In Eq. (7), \(F(g)\) is formulated as:

$$F(g)=\mathop{\sum}\limits_{i}\exp [2\pi {ig}{{{{{{\boldsymbol{r}}}}}}}_{{{{{{\boldsymbol{i}}}}}}}]$$

(8)

where the summation is taken within all the i^th pair interactions among a certain SRO cluster. As being indicated in Eq. (7), when \({I}_{D}(g)\ne 0\) occurs, we should have \(F\left(g\right)=0\), while the solution on reciprocal space (g) would be the corresponding SRO diffraction locus as shown in Fig. 1¹³. For octahedron-type, cube-type, and tetrahedron-type SRO, the geometric locus should satisfy:

$$\left\{\begin{array}{c}\cos \left(\frac{\pi h}{2}\right)\cos \left(\frac{\pi k}{2}\right)\cos \left(\frac{\pi l}{2}\right)=0\\ \sin \left(\frac{\pi h}{2}\right)\sin \left(\frac{\pi k}{2}\right)\sin \left(\frac{\pi l}{2}\right)=0\end{array}\right.({{{{{\rm{tetrahedron\; type}}}}}})$$

(9)

$$\cos \pi h+\cos \pi k+\cos \pi l=0({{{{{\rm{octahedron\; type}}}}}})$$

(10)

$$\cos \pi h\cos \pi {kcos}\pi l=0({{{{{\rm{cube\; type}}}}}})$$

(11)

Qualitative simulation of the mixture of different types of SRO

With the derived diffraction locus above, we can simulate different conditions for a mixing of the three fundamental types of SRO, i.e., tetrahedron-type, octahedron-type, and cube-type. As indicated in Eq. (7), the diffraction intensity will appear in the reciprocal space where \(F\left(g\right)=0.\) However, in real electron diffraction experiments, the diffraction locus would always follow \(F\left(g\right)=\delta\), where \(\delta\) represents a distribution of values near zero.
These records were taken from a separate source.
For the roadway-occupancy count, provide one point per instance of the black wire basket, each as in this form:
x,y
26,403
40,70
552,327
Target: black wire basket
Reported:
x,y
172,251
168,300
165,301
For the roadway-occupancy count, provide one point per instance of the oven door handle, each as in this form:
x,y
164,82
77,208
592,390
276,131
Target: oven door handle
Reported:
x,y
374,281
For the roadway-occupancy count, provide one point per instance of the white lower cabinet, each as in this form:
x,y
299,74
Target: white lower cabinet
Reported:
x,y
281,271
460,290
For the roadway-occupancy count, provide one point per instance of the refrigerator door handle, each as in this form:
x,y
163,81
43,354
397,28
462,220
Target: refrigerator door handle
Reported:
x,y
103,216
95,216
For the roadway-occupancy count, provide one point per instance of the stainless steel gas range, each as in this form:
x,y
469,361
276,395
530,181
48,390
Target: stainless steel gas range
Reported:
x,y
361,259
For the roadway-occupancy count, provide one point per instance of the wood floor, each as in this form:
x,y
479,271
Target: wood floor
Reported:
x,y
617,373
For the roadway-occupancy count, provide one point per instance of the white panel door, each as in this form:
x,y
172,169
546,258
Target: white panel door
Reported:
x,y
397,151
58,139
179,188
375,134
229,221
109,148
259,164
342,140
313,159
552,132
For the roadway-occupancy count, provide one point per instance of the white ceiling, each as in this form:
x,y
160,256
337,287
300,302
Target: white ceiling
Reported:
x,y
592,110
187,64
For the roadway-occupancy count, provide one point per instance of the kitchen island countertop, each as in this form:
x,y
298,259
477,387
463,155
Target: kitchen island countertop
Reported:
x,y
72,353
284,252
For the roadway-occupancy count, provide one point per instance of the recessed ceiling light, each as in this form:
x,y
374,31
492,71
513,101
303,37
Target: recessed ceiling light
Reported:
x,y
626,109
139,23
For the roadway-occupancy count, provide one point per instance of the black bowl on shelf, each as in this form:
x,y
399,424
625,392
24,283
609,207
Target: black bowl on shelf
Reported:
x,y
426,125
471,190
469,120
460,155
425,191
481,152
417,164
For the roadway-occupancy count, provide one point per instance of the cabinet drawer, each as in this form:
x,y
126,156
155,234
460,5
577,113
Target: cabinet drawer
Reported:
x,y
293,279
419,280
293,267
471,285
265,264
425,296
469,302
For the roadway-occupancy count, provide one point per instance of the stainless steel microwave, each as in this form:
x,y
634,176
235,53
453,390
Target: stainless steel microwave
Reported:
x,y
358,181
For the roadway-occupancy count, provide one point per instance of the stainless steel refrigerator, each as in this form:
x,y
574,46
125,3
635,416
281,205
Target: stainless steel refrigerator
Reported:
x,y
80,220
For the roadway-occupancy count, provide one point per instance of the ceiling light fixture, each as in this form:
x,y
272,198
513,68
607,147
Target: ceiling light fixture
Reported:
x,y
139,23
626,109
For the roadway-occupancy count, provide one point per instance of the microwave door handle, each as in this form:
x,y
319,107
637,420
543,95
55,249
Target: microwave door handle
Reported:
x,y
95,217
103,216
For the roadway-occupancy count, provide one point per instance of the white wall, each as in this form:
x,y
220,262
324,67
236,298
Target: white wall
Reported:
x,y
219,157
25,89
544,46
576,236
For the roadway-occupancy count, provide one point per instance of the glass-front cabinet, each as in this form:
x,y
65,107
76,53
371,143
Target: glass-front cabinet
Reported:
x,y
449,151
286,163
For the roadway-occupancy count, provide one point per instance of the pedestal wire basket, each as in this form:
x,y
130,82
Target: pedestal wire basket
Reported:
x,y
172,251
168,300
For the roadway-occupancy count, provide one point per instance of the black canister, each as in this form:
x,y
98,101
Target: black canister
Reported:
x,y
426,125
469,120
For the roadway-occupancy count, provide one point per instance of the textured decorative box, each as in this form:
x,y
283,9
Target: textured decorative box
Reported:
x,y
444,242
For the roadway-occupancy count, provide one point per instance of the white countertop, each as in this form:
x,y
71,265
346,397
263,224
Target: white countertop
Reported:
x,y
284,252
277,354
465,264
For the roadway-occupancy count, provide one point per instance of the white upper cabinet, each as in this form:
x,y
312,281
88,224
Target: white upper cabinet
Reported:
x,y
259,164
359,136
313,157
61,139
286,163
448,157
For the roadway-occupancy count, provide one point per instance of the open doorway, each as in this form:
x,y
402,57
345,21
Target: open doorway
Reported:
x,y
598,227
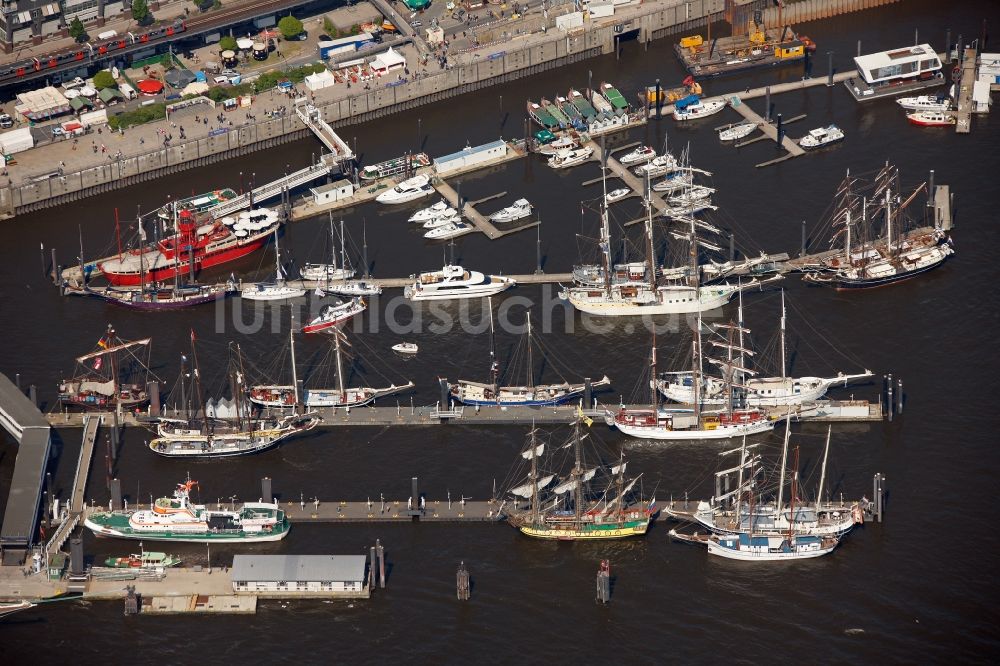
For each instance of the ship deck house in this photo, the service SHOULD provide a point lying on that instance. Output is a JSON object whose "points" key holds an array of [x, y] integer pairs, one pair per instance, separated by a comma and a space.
{"points": [[300, 575]]}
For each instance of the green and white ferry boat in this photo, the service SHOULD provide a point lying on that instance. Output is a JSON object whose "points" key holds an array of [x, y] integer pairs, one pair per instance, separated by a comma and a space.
{"points": [[177, 519]]}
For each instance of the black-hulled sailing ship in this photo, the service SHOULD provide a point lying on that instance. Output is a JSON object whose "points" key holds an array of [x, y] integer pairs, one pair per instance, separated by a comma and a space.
{"points": [[588, 501], [111, 376], [222, 428], [874, 241], [528, 394]]}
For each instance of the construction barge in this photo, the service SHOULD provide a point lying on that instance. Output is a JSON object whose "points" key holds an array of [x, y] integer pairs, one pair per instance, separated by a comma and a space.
{"points": [[751, 45]]}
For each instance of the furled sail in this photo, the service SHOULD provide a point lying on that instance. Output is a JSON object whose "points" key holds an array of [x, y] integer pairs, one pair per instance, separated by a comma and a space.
{"points": [[525, 490]]}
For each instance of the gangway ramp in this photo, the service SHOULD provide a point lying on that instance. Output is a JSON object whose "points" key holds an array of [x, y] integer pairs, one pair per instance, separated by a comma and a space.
{"points": [[22, 419], [312, 118]]}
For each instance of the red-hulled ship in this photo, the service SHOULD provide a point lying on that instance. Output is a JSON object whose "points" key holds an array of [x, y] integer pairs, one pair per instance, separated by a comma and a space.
{"points": [[197, 244]]}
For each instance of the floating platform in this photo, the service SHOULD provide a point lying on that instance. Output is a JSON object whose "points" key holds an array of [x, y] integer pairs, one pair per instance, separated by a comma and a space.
{"points": [[732, 55]]}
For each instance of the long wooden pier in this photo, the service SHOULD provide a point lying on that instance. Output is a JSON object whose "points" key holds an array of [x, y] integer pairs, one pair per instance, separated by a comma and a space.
{"points": [[91, 422], [963, 112]]}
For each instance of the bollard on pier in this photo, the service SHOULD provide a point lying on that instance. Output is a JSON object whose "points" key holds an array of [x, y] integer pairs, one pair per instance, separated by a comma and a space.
{"points": [[604, 582], [463, 588]]}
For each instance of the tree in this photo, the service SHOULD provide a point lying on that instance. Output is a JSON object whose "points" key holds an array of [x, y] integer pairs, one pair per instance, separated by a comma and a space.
{"points": [[290, 27], [140, 12], [103, 79], [77, 31]]}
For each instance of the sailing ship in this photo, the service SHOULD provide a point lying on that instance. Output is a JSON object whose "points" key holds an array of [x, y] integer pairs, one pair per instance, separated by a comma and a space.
{"points": [[281, 396], [730, 513], [641, 288], [332, 314], [589, 502], [868, 258], [453, 282], [755, 391], [331, 271], [654, 422], [239, 431], [177, 518], [756, 546], [110, 377], [196, 243], [527, 395], [278, 290]]}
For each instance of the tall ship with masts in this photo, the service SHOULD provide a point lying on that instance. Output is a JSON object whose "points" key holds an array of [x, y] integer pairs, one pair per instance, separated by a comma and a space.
{"points": [[114, 375], [529, 394], [732, 512], [642, 288], [224, 428], [588, 502], [342, 395], [751, 389], [696, 423], [873, 242]]}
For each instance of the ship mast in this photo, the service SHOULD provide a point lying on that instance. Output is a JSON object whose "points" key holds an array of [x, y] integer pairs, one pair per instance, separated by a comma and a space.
{"points": [[791, 500], [530, 382], [577, 476], [534, 476], [651, 256], [343, 253], [205, 428], [295, 379], [784, 459], [494, 366], [822, 474], [783, 318], [340, 365]]}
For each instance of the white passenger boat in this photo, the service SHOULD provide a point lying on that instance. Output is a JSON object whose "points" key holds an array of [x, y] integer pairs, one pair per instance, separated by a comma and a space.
{"points": [[450, 230], [410, 189], [640, 155], [701, 109], [453, 282], [517, 210], [570, 157], [821, 136], [734, 132], [431, 212]]}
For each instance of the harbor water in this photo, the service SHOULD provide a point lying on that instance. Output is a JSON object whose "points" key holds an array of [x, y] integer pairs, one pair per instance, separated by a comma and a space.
{"points": [[916, 588]]}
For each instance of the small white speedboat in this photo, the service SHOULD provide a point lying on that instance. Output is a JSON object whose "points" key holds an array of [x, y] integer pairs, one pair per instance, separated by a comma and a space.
{"points": [[617, 195], [430, 212], [640, 155], [410, 189], [734, 132], [925, 103], [450, 230], [448, 218], [570, 158], [821, 136], [517, 210]]}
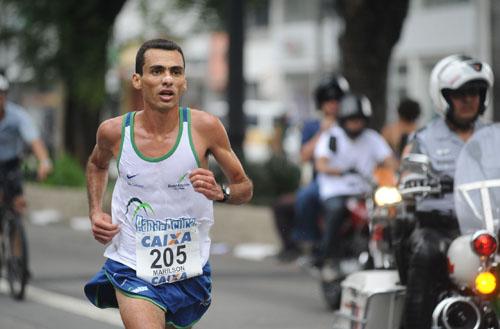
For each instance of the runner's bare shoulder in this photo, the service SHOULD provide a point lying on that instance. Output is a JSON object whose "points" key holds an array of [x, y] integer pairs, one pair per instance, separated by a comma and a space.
{"points": [[110, 131], [206, 124]]}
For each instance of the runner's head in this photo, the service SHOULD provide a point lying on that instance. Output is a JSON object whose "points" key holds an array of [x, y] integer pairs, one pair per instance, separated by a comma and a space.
{"points": [[155, 44]]}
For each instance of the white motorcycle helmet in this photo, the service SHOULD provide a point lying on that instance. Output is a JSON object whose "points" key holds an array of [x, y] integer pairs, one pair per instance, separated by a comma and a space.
{"points": [[455, 72]]}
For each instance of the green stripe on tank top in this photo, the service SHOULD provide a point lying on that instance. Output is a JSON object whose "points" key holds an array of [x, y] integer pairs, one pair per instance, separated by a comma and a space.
{"points": [[163, 157], [191, 139], [122, 138]]}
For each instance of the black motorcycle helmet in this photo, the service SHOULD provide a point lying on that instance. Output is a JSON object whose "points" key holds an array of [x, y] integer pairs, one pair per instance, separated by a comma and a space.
{"points": [[354, 106], [333, 87]]}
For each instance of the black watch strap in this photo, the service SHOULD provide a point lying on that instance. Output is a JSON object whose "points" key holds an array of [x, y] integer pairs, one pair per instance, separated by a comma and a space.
{"points": [[225, 192]]}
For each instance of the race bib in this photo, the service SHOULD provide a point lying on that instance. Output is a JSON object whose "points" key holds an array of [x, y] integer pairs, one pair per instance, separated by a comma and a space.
{"points": [[169, 252]]}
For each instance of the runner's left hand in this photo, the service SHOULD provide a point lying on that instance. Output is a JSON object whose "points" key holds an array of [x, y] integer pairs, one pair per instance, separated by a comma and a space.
{"points": [[204, 182]]}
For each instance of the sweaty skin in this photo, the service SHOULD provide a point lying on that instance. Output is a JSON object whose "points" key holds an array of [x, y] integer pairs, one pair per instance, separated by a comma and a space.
{"points": [[156, 127]]}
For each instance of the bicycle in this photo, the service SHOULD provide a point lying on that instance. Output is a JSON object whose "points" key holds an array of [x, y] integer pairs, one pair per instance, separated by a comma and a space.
{"points": [[13, 246]]}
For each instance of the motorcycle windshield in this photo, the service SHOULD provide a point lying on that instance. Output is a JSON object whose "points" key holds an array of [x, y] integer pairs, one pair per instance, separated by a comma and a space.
{"points": [[477, 182]]}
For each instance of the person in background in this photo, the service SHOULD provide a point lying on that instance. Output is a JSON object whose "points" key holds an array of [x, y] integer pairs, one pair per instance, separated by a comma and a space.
{"points": [[397, 133], [460, 90], [346, 156], [306, 231], [16, 131], [296, 214]]}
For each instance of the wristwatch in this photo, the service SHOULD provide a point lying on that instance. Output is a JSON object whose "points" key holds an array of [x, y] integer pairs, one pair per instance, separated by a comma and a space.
{"points": [[226, 191]]}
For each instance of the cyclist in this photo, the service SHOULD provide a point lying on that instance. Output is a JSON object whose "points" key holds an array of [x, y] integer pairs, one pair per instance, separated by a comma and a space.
{"points": [[460, 90], [16, 131], [157, 271]]}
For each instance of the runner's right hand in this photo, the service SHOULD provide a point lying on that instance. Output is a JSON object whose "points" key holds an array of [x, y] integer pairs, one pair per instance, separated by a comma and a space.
{"points": [[102, 227]]}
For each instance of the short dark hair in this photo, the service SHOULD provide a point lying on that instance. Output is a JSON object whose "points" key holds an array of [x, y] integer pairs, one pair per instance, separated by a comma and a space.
{"points": [[409, 110], [155, 44]]}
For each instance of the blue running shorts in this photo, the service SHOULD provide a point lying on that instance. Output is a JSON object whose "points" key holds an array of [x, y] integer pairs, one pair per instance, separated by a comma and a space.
{"points": [[184, 302]]}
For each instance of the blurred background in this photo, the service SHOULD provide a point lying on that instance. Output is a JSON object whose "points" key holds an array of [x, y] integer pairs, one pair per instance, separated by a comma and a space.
{"points": [[253, 63]]}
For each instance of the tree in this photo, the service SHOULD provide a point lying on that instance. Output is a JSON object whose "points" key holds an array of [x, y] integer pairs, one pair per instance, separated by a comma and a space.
{"points": [[230, 16], [66, 40], [372, 28]]}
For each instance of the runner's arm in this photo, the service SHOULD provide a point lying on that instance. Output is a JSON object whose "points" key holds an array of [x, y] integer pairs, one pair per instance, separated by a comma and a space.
{"points": [[108, 137], [204, 181]]}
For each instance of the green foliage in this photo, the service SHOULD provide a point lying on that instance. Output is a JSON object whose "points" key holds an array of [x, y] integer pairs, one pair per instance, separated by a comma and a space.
{"points": [[67, 172]]}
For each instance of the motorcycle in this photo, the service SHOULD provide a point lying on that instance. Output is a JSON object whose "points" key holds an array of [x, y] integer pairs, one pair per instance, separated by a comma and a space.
{"points": [[374, 299], [356, 241]]}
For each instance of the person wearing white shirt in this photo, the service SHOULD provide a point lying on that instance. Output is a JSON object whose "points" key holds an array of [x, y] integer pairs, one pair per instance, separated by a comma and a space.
{"points": [[346, 156]]}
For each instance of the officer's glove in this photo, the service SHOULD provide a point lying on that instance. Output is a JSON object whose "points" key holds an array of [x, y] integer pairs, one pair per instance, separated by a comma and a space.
{"points": [[446, 182]]}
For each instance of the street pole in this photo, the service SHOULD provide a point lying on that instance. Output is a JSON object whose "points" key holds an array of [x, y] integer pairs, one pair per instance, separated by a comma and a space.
{"points": [[236, 83]]}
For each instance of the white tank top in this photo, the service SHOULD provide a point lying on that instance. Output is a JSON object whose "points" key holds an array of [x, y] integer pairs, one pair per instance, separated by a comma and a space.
{"points": [[157, 192]]}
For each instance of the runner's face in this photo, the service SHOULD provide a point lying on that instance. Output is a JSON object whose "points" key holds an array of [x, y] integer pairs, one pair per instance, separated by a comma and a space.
{"points": [[163, 80], [330, 107]]}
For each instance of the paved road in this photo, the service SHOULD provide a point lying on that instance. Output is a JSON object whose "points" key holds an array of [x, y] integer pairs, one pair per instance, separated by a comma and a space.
{"points": [[247, 294]]}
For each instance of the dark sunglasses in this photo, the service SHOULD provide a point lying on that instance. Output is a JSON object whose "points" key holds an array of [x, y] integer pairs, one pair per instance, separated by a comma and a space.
{"points": [[463, 92]]}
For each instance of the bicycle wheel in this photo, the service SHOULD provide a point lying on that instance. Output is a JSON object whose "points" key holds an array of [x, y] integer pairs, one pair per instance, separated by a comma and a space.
{"points": [[15, 255]]}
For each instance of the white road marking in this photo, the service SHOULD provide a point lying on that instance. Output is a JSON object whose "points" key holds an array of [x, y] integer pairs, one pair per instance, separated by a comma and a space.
{"points": [[68, 304], [45, 216], [254, 251]]}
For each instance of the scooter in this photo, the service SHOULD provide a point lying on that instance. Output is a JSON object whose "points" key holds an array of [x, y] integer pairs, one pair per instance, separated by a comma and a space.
{"points": [[374, 299]]}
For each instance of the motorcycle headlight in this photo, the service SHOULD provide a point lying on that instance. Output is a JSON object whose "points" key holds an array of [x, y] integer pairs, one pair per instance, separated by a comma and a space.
{"points": [[485, 283], [387, 196]]}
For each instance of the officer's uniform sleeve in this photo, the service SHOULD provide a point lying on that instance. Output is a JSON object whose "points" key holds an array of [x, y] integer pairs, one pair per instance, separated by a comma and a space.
{"points": [[27, 128]]}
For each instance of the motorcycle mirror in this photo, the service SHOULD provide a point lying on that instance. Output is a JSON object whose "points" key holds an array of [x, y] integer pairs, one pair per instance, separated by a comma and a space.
{"points": [[415, 162]]}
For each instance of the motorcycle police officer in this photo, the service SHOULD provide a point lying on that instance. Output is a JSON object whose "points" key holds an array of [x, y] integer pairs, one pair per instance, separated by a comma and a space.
{"points": [[460, 90]]}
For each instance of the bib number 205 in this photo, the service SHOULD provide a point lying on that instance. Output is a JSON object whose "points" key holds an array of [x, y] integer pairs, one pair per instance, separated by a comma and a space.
{"points": [[169, 256]]}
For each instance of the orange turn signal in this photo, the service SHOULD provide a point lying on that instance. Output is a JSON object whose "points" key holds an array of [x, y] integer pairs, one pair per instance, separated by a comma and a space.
{"points": [[486, 283]]}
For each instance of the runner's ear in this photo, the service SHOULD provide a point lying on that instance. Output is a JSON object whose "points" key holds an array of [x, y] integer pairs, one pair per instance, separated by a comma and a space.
{"points": [[137, 81]]}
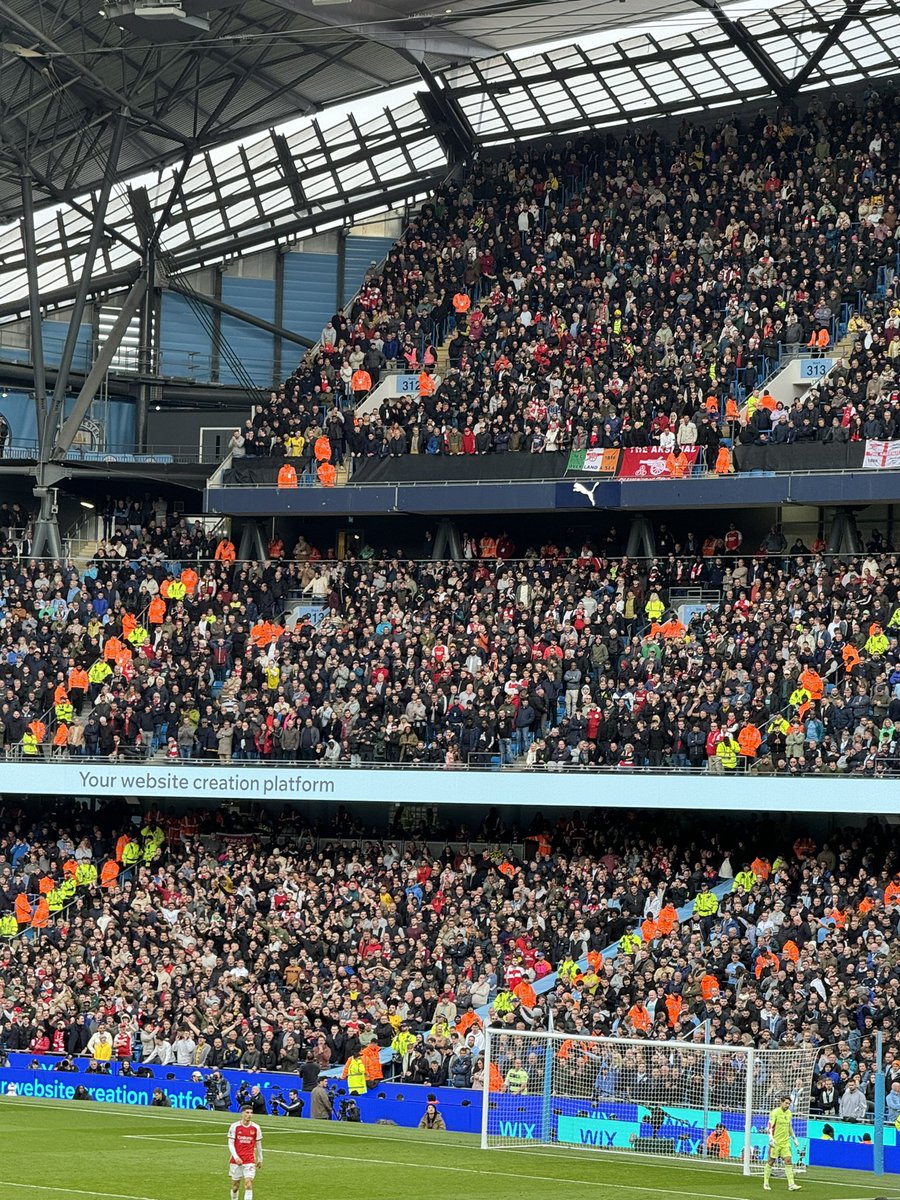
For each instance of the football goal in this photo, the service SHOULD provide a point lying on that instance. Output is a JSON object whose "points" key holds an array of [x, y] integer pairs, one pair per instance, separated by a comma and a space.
{"points": [[670, 1099]]}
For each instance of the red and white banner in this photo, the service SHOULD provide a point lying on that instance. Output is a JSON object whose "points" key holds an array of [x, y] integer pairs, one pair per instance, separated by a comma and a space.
{"points": [[882, 456], [651, 462]]}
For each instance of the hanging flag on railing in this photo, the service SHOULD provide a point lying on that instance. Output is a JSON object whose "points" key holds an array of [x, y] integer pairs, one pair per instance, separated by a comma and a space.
{"points": [[881, 456]]}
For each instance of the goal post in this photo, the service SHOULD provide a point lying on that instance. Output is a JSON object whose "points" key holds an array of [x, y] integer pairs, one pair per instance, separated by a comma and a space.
{"points": [[666, 1099]]}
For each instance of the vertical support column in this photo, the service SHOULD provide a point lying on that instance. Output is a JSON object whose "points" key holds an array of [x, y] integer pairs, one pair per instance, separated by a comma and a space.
{"points": [[34, 304], [879, 1147], [215, 367], [147, 353], [844, 535], [252, 544], [707, 1032], [486, 1087], [279, 371], [641, 539], [749, 1109], [341, 291], [547, 1097], [75, 323]]}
The non-zero values of \(\delta\) for real experiments can be caused by imperfection of electron optics in TEM instruments, local non-stoichiometric composition in the materials, and so on¹³. For the simulations of Fig. 1, we approximate the \(\delta\) with a Gaussian function with the formula:

$$\delta={e}^{-\frac{1}{\sqrt{2\pi }\sigma }{\left(\frac{\left|F\left(g\right)\right|}{2\sigma }\right)}^{2}}$$

(12)

With such definition, larger \(\sigma\) would lead to more centralized intensity, which corresponds to stronger SRO features. We can tune the values of \(\sigma\) for \(F\left(g\right)\) for different types of SRO to simulate the cases when two types of SRO are mixed. Schematic of different mixing conditions of octahedron-type, cube-type, and tetrahedron-type SRO are demonstrated in Supplementary Figs. 1–3.